Bir ara alkolik olmuştum. Ayık gezdiğim dakikalar bile sayılıydı. Sayan olduysa bilir tabi ama ben hiç saymamıştım. Önce işten kovuldum, sonra da evden. Çivi çiviyi söker dedim küfeciliğe başladım. İçmeyi bıraktım ama mezelere özlemim hiç bitmedi. Meyhaneden çıkanların önünü kestim. Kibrit çaksam hepimiz havaya uçacağız öyle çekmişler mazotu. Dedim ki: “Pilaki kaldı mı meyhanede?” “Kime niyet kime pilaki?” dedi birisi ve hepsi yerlere yatıp güldüler. Biri diğerini yerden kaldırırken onun üstüne düşüyordu ve bu hallerine koparak gülerken daha gülünç duruma düşüyorlardı.
Küfeme ancak iki kişi alabilirdim. Zayıfından ikisini seçtim ve aldım sırtımdaki küfeme. Galata’dan Tophane’ye indirdim ikisini sırtımda. Polis yolumu kesti, “Ehliyet?” dedi. Kardeşim ben yük kamyonu değilim ki. Tam ceza kesecekti küfeyi sırtımdan attım. Adamlar küfenin içinden mısır koçanı gibi caddeye döküldüler ve bir halk otobüsü onları ezdi. Parayı neden peşin aldığımı anladınız mı? halk ezer kardeşim limitlerini aşarsan.
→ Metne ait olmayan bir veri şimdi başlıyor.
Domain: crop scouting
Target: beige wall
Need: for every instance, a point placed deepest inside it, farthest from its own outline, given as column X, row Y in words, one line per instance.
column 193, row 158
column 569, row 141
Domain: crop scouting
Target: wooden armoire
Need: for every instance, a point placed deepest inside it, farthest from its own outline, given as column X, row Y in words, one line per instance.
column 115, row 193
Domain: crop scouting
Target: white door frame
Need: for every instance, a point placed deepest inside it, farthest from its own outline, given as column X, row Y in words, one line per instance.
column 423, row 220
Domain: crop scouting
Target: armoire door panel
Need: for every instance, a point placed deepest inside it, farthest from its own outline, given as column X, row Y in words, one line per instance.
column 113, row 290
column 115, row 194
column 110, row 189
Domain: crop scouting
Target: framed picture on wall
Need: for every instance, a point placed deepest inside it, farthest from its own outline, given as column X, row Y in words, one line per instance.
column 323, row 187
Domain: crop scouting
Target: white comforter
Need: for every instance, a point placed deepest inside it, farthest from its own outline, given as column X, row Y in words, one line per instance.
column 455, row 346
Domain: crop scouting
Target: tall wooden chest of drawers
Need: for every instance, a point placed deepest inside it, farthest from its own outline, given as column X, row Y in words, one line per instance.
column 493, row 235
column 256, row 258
“Kredi kartın limitsiz mi?” diye sormuştu o kızıl güzel Lübnan’da. “Tabii ki,” gibilerden başımı salladım ve bindi Ferrari’me. Yollar çok dar ve bozuktu. Birkaç viraj sonrasında lastik patladı. “Post makinan var mı?” diye sordum kızıl hatuna. Çakma Prada çantasından çıkardı post makinesini. “Çek şuradan beş yüz dolar da in patlayan lastiği değiştir,” dedim. “Abi yağına da bakıyım mı?” dedi artı bahşiş koparmak için. Meğerse dilberin içinde oto tamircisi uyukluyormuş da parayla uyandırmışım.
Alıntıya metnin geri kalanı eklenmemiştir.